Chronic head injury promotes tau and amyloid‐beta pathology and accelerates cognitive decline in a humanized knock‐in model of Alzheimer's disease

Background Clinical manifestation of Alzheimer's disease (AD) symptoms is known to reflect interactions between environmental and genetic factors. Unfortunately, preclinical modeling of AD has been relying primarily on transgenic overexpression of rare dominant mutations, with little considerations to the role the environment might play in triggering the disease. Hence the disappointing results towards translational progress in disease modifying therapies.

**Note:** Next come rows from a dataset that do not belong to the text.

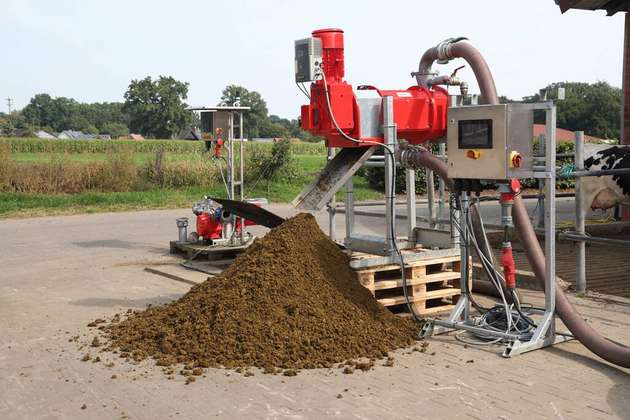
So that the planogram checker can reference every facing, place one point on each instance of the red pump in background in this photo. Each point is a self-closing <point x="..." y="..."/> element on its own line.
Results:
<point x="420" y="114"/>
<point x="218" y="144"/>
<point x="506" y="198"/>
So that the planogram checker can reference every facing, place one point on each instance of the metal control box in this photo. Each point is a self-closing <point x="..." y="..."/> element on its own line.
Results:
<point x="308" y="59"/>
<point x="490" y="141"/>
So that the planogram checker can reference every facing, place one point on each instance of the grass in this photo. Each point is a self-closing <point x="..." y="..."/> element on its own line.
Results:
<point x="33" y="145"/>
<point x="33" y="205"/>
<point x="29" y="205"/>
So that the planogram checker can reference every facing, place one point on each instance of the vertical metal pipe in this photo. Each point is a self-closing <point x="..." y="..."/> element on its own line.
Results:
<point x="230" y="172"/>
<point x="580" y="214"/>
<point x="242" y="152"/>
<point x="332" y="232"/>
<point x="242" y="168"/>
<point x="431" y="196"/>
<point x="410" y="178"/>
<point x="463" y="246"/>
<point x="541" y="188"/>
<point x="349" y="212"/>
<point x="389" y="130"/>
<point x="550" y="215"/>
<point x="441" y="187"/>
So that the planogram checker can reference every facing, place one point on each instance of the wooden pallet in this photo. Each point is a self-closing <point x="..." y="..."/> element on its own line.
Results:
<point x="432" y="285"/>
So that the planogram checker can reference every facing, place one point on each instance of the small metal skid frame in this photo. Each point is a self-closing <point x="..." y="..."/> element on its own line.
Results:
<point x="545" y="333"/>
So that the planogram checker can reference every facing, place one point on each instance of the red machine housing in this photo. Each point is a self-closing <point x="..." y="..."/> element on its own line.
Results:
<point x="420" y="114"/>
<point x="210" y="224"/>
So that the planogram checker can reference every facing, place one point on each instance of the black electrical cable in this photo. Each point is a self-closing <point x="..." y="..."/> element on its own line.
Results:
<point x="517" y="305"/>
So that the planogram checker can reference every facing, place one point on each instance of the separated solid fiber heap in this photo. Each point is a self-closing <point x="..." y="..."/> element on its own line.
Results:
<point x="290" y="301"/>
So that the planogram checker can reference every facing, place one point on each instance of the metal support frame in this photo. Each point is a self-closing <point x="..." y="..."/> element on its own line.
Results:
<point x="540" y="223"/>
<point x="441" y="188"/>
<point x="389" y="134"/>
<point x="410" y="179"/>
<point x="332" y="205"/>
<point x="580" y="215"/>
<point x="384" y="247"/>
<point x="544" y="335"/>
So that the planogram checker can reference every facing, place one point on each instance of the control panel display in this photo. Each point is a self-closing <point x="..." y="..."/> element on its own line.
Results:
<point x="490" y="141"/>
<point x="475" y="134"/>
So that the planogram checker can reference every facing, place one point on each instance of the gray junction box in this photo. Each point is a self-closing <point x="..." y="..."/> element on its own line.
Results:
<point x="308" y="59"/>
<point x="493" y="142"/>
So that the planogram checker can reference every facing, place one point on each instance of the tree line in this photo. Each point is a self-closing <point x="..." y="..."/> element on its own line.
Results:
<point x="156" y="108"/>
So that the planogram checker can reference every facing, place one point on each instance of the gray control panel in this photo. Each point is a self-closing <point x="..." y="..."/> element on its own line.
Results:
<point x="308" y="59"/>
<point x="490" y="141"/>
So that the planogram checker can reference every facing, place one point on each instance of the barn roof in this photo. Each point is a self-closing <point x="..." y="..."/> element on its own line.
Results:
<point x="563" y="135"/>
<point x="611" y="6"/>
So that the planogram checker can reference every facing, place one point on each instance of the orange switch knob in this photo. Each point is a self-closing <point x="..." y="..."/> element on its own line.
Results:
<point x="516" y="160"/>
<point x="473" y="154"/>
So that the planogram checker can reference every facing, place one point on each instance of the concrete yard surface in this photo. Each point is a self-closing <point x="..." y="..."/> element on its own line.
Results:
<point x="57" y="274"/>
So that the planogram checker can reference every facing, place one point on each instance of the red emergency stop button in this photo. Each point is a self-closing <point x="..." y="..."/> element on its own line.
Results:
<point x="516" y="159"/>
<point x="473" y="154"/>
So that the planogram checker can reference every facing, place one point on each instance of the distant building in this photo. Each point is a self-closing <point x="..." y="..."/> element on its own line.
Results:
<point x="75" y="135"/>
<point x="41" y="134"/>
<point x="563" y="135"/>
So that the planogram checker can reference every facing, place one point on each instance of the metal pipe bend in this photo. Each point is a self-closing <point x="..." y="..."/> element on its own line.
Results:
<point x="590" y="338"/>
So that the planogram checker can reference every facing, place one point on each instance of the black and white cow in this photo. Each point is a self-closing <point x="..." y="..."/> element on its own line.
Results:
<point x="604" y="192"/>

Mild traumatic brain injury (mTBI) is a well‐known environmental risk factor for dementia, including Alzheimer’s, yet there has been limited mechanistic analysis of mTBI contribution to AD pathology. Here, we investigate the interplay between mTBI and Aβ precursor protein (APP) gene mutation in AD pathogenesis. Method We employed a knock‐in (KI) model of AD that expresses the Aß‐containing exons from human APP bearing the Swedish and Iberian ( App NL‐F/NL‐F ) mutations that we subjected to repeated mTBI (rmTBI). Injury was induced in anesthetized 4‐month‐old mice by stereotactically applying daily, a mild mechanical force on the head using a controlled cortical impactor. Impacts were applied at a speed of 5 m/s, a duration of 100 ms, and depth of 1 mm for a total of 14 days alternating between each side of the cranium. Anesthetized, uninjured genotype‐ and age‐matched mice were used as sham controls. At 3‐ and 8‐months post‐injury, cortical Aβ, phospho‐tau and Iba1 expression as well as cognitive status were assessed in the injured KI subjects. Result Our data reveal that relative to controls, rmTBI enhances accumulation of amyloid‐β and hyperphosphorylated tau inclusions, as well as neuroinflammation in KI mice, this in areas both proximal and distal to the injury site. Furthermore, novel object recognition and Morris water maze tests demonstrated that the App NL‐F/NL‐F mutations synergistically exacerbates the cognitive deficits triggered by rmTBI. Conclusion Therefore, this study demonstrates that combining genetic and environmental factors provides a more robust approach for modelling AD, and that chronic head injury substantially accelerates Alzheimer's pathology in a genetically susceptible situation.